The root vascular cambium contains both ray and fusiform initials, and in many cases, wood produced in the root is quite similar to that of the shoot, having sapwood and heartwood and being ring porous or diffuse porous as the stem is. Typically, however, the wood of roots is not identical to that of stems of the same plant, and they may be totally dissimilar when the conductivity requirements of root and stem differ. For example, many cactus roots are extremely long, nonsucculent, cablelike structures. After a brief rain, the numerous root tips absorb water from a large region of surface soil. Because the soil can dry within hours after such a rain, water must be conducted rapidly and in large quantity into the succulent cactus body where it can be stored. Once in the body, however, conduction requirements are totally different; the body may be quite small and consist mostly of parenchyma, with very little wood and just a few small vessels. The water is stored so effectively that most conduction is probably by diffusion through the cytoplasm rather than by the xylem. Furthermore, the narrow roots are strengthened by numerous wood fibers, whereas the small succulent shoots are strengthened only by turgor. In the stem the rays are gigantic, much more voluminous than the axial vessels, providing a large region for water storage. In the roots, which do not store water, rays are small and narrow and consist mostly of sclerenchyma.

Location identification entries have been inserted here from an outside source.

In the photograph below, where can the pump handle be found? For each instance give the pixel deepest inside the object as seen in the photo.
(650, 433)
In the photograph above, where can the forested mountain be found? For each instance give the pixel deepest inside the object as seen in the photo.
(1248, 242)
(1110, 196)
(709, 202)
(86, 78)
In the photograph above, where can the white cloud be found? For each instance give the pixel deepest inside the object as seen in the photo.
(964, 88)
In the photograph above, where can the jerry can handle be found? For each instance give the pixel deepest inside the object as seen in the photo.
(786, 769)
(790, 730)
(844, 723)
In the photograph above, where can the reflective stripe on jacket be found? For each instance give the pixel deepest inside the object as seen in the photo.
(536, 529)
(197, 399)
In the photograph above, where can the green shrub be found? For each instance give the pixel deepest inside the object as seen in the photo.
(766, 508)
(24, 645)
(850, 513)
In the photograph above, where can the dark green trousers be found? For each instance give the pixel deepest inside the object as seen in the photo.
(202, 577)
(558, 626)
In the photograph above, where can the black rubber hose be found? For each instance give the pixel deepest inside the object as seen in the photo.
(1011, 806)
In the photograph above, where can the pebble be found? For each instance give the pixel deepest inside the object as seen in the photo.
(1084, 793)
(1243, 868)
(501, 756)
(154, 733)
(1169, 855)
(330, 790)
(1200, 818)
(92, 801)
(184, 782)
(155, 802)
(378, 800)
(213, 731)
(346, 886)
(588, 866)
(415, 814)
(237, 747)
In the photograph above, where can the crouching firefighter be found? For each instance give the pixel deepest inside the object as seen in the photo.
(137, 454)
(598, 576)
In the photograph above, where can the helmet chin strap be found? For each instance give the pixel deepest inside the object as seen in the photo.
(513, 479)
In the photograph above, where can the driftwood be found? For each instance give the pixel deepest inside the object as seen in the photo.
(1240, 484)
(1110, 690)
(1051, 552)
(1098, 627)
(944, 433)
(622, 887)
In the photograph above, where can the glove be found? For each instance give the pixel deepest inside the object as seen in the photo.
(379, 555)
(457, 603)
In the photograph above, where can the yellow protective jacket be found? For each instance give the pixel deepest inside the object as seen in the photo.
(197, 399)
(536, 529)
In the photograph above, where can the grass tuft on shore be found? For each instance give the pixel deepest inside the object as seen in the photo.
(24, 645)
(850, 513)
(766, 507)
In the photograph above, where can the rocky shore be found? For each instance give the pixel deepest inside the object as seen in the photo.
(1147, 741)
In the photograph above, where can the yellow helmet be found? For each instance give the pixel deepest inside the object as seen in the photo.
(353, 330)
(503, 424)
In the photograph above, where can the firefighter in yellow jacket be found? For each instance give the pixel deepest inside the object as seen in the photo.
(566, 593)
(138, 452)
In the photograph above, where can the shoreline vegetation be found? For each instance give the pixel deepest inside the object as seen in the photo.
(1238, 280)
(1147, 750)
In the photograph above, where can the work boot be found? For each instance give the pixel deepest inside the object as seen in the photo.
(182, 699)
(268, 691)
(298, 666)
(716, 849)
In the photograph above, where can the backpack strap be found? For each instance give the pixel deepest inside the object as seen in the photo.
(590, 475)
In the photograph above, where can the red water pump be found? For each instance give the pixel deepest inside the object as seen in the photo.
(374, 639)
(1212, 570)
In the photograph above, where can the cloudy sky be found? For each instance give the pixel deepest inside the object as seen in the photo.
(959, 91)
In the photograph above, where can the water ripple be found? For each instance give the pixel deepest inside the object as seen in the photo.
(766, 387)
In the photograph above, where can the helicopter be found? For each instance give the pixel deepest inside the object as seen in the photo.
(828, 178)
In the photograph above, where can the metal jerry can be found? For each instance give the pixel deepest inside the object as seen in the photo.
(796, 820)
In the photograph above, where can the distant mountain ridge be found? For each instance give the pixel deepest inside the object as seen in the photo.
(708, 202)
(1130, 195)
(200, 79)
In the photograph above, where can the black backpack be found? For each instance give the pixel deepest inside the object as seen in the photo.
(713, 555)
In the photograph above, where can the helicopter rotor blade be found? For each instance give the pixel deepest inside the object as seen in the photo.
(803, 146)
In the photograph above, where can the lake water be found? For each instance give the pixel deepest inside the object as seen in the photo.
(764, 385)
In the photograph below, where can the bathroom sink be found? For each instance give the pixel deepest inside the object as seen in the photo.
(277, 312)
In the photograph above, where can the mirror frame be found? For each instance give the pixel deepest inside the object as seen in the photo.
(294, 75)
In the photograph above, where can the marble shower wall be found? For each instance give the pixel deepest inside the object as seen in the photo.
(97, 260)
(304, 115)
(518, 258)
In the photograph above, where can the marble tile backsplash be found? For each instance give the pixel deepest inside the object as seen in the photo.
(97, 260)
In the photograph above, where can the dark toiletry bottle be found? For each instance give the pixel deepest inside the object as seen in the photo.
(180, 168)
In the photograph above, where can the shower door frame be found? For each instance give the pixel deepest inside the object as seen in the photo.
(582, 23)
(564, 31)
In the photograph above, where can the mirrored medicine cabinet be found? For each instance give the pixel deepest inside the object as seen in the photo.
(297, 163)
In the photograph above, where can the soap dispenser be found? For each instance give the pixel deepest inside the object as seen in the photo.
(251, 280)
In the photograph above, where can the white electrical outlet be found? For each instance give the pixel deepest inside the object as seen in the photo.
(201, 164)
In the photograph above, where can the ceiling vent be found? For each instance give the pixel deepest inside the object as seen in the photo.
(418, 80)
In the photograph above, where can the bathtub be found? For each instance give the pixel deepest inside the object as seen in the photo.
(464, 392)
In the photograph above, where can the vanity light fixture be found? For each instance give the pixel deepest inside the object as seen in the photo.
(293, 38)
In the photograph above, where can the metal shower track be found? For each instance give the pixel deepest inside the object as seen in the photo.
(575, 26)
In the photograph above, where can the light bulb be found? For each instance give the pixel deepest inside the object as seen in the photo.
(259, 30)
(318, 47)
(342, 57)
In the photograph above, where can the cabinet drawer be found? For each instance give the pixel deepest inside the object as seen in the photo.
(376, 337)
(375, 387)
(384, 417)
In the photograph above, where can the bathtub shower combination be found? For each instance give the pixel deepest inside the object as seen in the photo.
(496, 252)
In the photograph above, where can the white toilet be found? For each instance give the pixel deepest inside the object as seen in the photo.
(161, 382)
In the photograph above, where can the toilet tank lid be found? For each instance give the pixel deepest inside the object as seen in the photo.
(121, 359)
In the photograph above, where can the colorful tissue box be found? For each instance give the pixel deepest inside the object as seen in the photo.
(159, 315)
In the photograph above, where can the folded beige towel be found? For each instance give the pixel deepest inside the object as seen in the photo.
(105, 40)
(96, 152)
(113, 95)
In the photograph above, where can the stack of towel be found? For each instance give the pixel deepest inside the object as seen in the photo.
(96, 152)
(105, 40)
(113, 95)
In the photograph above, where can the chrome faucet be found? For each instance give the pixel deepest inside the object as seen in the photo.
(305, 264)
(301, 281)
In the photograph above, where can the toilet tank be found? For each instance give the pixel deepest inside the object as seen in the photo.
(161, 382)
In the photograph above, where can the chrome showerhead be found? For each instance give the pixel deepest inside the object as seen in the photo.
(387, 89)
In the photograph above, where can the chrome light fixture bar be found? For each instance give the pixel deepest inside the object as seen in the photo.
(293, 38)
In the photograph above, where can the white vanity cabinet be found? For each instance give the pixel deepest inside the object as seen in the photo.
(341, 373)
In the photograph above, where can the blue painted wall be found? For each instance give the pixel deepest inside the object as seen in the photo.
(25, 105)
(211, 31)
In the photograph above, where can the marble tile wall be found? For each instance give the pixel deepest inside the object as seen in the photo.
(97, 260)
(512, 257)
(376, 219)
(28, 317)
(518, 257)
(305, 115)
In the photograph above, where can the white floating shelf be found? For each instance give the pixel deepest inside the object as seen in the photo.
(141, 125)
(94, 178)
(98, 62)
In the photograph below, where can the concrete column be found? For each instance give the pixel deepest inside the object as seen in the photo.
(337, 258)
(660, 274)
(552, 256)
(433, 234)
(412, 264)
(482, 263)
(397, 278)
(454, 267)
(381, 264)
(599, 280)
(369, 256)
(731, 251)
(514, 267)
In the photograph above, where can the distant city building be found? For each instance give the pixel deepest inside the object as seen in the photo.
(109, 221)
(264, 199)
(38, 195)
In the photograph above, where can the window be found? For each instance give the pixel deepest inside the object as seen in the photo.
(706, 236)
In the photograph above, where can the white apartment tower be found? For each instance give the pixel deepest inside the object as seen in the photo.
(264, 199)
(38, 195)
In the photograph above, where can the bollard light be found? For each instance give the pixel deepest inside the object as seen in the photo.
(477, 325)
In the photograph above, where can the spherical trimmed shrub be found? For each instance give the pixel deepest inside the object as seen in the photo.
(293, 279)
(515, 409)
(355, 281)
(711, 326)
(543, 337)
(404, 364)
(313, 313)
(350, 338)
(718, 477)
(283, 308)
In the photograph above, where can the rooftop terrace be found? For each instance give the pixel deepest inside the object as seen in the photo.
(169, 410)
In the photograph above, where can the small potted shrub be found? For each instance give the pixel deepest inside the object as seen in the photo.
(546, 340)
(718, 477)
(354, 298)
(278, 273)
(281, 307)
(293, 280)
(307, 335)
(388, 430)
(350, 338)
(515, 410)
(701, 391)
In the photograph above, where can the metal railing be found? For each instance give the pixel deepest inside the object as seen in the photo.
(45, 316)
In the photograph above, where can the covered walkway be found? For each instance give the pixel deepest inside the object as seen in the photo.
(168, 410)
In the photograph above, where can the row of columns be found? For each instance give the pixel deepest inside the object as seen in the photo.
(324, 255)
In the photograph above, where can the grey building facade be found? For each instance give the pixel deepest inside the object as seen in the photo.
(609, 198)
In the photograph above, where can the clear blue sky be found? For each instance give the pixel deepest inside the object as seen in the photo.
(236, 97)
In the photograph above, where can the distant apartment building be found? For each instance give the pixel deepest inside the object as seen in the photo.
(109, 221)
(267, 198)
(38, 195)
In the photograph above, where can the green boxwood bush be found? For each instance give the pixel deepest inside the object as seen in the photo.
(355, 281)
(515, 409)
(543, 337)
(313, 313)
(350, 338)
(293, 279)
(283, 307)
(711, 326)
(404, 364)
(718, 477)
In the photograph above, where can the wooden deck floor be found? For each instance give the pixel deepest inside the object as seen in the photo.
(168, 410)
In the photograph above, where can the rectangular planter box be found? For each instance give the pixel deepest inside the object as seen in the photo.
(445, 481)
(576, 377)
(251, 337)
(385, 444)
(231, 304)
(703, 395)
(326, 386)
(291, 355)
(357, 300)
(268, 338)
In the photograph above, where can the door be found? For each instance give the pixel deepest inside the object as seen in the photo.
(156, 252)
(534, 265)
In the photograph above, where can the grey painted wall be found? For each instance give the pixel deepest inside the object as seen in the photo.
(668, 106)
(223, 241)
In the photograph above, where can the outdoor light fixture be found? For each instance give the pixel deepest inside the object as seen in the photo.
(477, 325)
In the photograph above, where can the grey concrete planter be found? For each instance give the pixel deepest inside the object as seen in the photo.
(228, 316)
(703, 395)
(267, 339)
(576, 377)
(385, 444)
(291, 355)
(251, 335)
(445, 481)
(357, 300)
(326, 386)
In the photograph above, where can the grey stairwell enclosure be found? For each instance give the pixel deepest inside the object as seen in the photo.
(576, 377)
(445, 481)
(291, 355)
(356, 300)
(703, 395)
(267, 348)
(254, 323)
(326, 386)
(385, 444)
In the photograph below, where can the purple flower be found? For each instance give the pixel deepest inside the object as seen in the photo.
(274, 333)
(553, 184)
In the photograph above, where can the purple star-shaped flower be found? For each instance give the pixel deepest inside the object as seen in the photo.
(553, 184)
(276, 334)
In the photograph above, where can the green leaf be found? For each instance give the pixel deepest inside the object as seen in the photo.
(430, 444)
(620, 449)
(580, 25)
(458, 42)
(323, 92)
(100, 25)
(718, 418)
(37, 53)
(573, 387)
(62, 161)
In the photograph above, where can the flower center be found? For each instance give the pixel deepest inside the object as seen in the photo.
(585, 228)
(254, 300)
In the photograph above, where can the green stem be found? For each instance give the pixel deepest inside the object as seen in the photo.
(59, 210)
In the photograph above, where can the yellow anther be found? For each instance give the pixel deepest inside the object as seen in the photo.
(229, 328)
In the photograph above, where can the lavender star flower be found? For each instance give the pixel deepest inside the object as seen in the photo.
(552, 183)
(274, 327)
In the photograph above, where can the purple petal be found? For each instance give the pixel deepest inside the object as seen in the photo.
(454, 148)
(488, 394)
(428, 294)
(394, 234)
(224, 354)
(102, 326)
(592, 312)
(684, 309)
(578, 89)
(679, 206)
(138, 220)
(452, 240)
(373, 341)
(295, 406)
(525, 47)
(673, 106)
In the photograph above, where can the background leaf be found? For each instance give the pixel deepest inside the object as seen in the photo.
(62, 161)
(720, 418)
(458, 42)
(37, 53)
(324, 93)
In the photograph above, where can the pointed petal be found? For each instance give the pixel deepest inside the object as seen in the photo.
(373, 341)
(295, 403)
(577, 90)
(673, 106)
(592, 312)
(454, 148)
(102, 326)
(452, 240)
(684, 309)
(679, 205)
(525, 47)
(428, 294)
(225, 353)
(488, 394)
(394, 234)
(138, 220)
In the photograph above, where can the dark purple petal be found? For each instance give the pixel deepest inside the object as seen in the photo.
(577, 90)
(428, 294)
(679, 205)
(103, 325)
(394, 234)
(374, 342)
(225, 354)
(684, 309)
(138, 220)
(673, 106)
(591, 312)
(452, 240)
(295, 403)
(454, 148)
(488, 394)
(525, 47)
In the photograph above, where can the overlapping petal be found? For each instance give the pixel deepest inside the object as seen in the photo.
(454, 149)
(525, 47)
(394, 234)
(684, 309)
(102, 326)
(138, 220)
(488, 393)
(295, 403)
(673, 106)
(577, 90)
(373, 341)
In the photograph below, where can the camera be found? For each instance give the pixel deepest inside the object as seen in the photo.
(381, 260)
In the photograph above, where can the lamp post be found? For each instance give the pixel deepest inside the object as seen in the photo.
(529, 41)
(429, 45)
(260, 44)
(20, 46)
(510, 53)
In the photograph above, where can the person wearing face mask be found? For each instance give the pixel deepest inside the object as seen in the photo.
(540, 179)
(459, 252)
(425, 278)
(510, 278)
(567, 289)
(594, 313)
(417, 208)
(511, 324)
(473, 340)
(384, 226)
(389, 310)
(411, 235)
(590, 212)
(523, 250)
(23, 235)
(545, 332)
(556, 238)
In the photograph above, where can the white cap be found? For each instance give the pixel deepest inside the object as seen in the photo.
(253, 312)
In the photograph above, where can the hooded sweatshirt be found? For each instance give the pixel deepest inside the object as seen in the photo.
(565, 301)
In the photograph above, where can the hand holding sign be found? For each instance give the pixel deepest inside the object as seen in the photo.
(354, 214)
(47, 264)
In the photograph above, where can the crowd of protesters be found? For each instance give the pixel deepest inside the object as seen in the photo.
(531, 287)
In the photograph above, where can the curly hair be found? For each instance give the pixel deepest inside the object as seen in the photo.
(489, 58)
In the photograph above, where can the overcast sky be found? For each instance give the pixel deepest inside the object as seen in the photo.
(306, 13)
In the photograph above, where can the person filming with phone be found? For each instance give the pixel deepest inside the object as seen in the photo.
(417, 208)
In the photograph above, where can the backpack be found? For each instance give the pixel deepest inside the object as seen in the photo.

Perennial roots also form a bark; the first cork cambium usually arises in the pericycle, causing the endodermis, cortex, and epidermis to be shed. The cork cambium produces cork cells to the outside, forming a protective layer, and in some species a layer or two of phelloderm as well. Lenticels also occur, being especially prominent near lateral roots. The bark on roots may be similar to that on the stem of the same plant, but in some species there are significant differences, again related to the differing metabolisms and microhabitats of the two organs.

Several mechanisms exist by which the storage capacity of a woody root, such as the carrot, can be increased. The ray parenchyma of the secondary xylem offers considerable volume, and storage capacity is increased if the rays become larger. Axial parenchyma in the wood can also be used, and in many storage roots the wood is almost pure parenchyma.